Model-based development is the logical advancement of digitalization in the development process. In the beginning of this process, system engineering can be used to employ a central model to harmonize all information existing in document form and to grant access to all users as a database that is always up-to-date. This facilitates improved handling of the complexity of modern cyberphysiological systems, simplification of the coordination between the actors in the development process, and storage of all relevant information about the product life cycle independent of any single person.

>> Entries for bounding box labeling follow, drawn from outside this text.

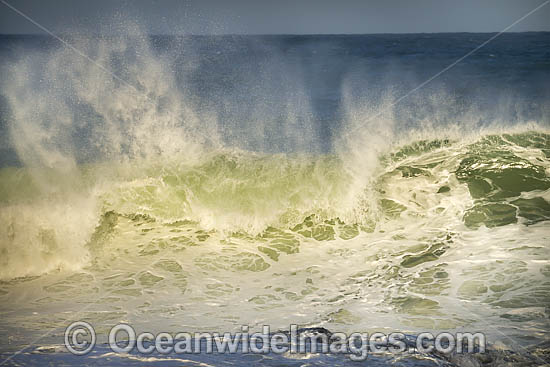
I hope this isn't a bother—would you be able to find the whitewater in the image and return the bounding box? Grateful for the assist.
[0,30,550,365]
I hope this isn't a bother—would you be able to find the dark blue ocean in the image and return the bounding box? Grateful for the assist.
[0,32,550,367]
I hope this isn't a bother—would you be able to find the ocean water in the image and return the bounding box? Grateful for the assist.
[0,31,550,366]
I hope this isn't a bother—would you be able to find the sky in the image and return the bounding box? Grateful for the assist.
[0,0,550,34]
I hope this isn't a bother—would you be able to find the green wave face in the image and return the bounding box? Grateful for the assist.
[0,131,550,348]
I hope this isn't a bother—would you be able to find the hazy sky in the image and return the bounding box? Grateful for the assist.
[0,0,550,34]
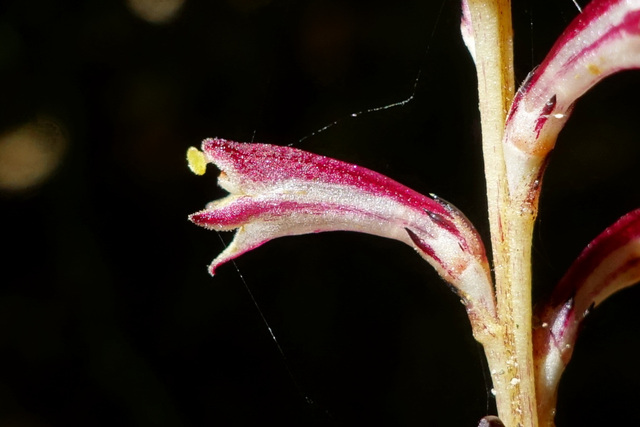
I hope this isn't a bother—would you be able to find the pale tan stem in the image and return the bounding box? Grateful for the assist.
[468,0,537,427]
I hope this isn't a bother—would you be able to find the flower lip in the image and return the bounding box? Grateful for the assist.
[202,138,451,218]
[189,138,495,316]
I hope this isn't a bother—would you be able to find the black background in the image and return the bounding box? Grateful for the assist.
[0,0,640,426]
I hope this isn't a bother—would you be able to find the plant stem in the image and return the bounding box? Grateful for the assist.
[468,0,538,427]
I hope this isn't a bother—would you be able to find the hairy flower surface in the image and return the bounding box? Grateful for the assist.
[533,209,640,424]
[189,139,494,314]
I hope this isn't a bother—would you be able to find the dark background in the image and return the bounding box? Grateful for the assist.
[0,0,640,426]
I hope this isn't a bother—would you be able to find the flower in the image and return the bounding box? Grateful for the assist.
[188,138,495,320]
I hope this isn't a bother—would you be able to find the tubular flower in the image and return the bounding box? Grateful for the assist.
[504,0,640,198]
[188,138,494,315]
[534,209,640,419]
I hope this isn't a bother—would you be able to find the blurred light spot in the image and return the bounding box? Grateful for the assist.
[127,0,184,24]
[0,118,68,192]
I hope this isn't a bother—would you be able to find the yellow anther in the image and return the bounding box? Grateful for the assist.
[187,147,207,175]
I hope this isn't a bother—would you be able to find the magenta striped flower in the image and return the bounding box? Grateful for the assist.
[189,139,494,313]
[533,209,640,422]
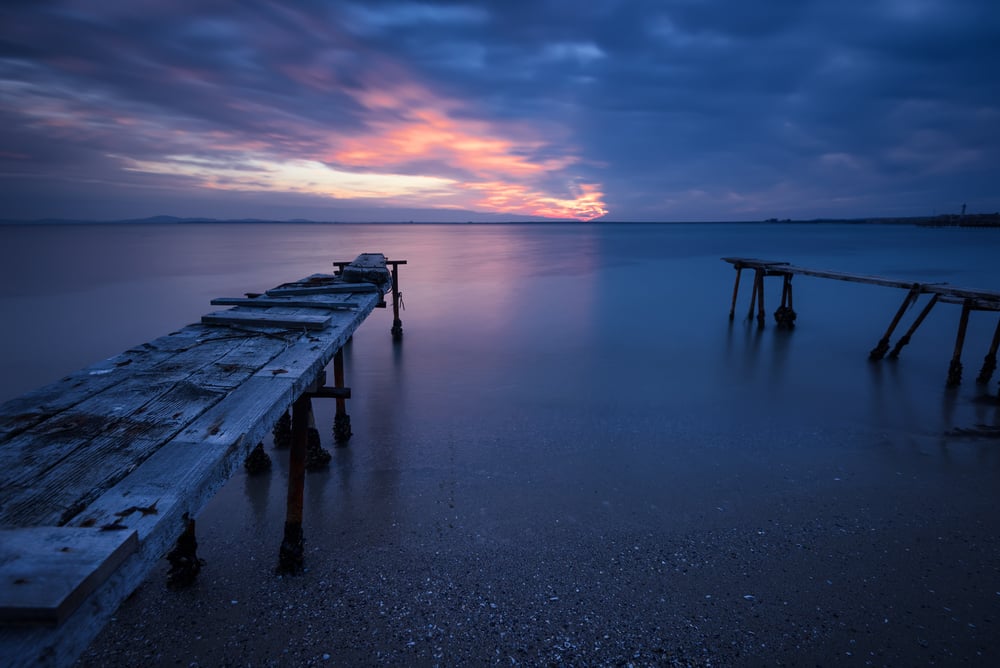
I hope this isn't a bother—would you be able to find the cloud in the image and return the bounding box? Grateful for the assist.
[0,0,1000,220]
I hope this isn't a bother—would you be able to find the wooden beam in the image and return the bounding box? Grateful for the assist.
[201,311,332,329]
[211,297,358,311]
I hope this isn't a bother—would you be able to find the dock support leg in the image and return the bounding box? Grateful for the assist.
[243,443,271,475]
[976,320,1000,385]
[888,293,941,360]
[747,269,763,321]
[333,348,352,445]
[278,396,310,574]
[306,404,333,471]
[167,513,205,589]
[757,269,767,329]
[945,299,972,387]
[868,287,920,361]
[729,266,743,320]
[774,274,797,329]
[390,262,403,340]
[271,411,292,450]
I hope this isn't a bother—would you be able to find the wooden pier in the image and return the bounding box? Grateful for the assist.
[0,254,405,666]
[722,257,1000,387]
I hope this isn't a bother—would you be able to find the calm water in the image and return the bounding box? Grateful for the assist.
[0,225,1000,664]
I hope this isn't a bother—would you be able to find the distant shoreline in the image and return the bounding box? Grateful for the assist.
[0,213,1000,227]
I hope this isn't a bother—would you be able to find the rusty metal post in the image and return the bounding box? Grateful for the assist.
[390,261,403,339]
[868,286,920,361]
[945,299,972,387]
[976,319,1000,385]
[757,269,767,329]
[889,293,941,360]
[729,265,743,320]
[278,395,311,574]
[333,348,352,445]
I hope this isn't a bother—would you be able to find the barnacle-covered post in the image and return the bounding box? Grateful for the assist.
[333,348,352,445]
[729,263,743,320]
[278,394,310,574]
[945,299,972,387]
[976,319,1000,385]
[868,285,920,361]
[388,260,406,339]
[889,292,941,360]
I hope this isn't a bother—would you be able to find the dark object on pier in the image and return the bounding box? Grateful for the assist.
[306,427,333,471]
[167,513,205,589]
[271,411,292,450]
[774,274,798,329]
[722,257,1000,387]
[243,443,271,475]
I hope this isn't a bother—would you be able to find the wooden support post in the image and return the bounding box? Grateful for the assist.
[333,348,351,445]
[889,293,941,360]
[757,269,767,329]
[868,286,920,361]
[271,411,292,450]
[945,299,972,387]
[747,269,761,320]
[389,260,404,339]
[278,395,310,574]
[243,443,271,475]
[976,319,1000,385]
[729,265,743,320]
[306,402,333,471]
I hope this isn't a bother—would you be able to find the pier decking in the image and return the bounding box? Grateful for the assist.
[722,257,1000,387]
[0,254,405,666]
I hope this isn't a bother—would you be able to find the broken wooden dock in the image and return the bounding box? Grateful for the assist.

Further along the development process, computer models are increasingly used in the selection and optimization of suitable technology concepts and as a basis for virtual verification of a system to be developed. In medical technology, the use of patient models also allows for preclinical validation, thus keeping animal and subject studies to a minimum. The models created during development can then be used as digital twins of a device to provide information about its maintenance status and thus prevent critical failures during operation.

Find out more about our services regarding In-Silico Modeling, System Modeling and Automation and Control

Modular Medical Devices

Newly emerging medical approaches and techniques in therapy and diagnostics, often enabled by general technical advancements, usually require long transition times for their integration into medical devices. This means they can only unfold their true potential years later. One reason for this are strict regulatory requirements, demanding clinical validation on large patient cohorts in order to ensure effectiveness and safety. On the other hand, the delay is also often caused by the manufacturers’ limited capability to integrate new technologies into existing products due to a lack of development resources or missing interface options to extend existing products by adding a component. As these interface options are rarely available, the post-developmental extension of an existing product carries substantial risks due to a high rise in complexity.

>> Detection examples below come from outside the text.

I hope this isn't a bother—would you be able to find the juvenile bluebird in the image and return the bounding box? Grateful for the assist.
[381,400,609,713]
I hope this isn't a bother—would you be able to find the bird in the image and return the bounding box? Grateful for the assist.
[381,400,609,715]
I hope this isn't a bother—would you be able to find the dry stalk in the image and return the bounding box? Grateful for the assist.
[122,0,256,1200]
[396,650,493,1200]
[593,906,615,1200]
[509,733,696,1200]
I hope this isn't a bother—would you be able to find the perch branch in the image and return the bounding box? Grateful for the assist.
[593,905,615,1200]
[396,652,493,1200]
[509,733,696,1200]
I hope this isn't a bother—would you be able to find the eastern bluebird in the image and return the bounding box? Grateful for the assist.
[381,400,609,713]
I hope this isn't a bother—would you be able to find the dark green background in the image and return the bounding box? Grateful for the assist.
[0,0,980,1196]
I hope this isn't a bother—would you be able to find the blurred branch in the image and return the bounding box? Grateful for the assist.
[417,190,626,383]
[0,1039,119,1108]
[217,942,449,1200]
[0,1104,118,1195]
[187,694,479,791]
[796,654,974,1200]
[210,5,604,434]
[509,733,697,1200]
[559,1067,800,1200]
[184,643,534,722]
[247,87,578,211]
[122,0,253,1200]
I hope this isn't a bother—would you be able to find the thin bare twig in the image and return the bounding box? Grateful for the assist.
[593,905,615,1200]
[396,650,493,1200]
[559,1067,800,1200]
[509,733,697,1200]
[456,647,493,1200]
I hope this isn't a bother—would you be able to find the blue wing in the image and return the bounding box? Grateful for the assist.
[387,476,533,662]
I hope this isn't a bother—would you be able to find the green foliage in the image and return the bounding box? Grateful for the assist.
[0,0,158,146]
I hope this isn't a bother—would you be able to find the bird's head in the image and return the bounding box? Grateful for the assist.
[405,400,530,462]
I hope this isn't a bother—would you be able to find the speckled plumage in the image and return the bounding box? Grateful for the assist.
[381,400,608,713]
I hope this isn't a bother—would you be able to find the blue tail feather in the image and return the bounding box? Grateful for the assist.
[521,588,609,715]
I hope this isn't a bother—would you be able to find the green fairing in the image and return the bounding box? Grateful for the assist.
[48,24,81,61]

At Fraunhofer IMTE, current research focuses on system architectures for medical devices to enable modular devices that can be extended during the product life cycle, while at the same time guaranteeing safety of the patient and compliance with standards of the system as a whole. The goal is to enable the development of modules that can be verified at their interfaces for the correct intended operation and afterwards can be directly integrated into a host system without requiring a complete reverification. These kinds of architectures can enable a faster transition of novel therapy and diagnostic technologies from research to clinical application. Furthermore, these device architectures can lead to the establishment of a supplier industry for medical devices, providing new development resources.

Digital Twins in Medical Technology

Digital twins are models of processes, people or devices that describe parts or the entire system and its behavior in a digital environment. Through the feedback of environmental parameters, as well as sensor data and usage statistics of the system, the digital twin can achieve a high degree of coherence with the real system during the product life cycle. Through the possibility of virtual observation and simulation of the system, possible future system errors and failures can be predicted and interventions such as service, replacement of consumables or even a visit to a specialist can be planned for a patient. This avoids delayed interventions with a high potential for damage as well as premature actions with the resulting unnecessary expense and effort.

At Fraunhofer IMTE, digital twins are being developed for the medical technology sector. The use of digital twins is of particular significance in this sector since failure due to defective device components and exchangeable parts can have devastating consequences. With the help of digital twins, medical devices as well as their interaction with patient models can be tested in a timesaving, cost-effective and ethically responsible manner. Another advantage of using digital twins is that the model of a medical device can be used to simulate different components and working modes to support both internal testing and external audits. This means that compliance with relevant norms and standards can be supported and the development process accelerated, while the safety of the devices is increased further.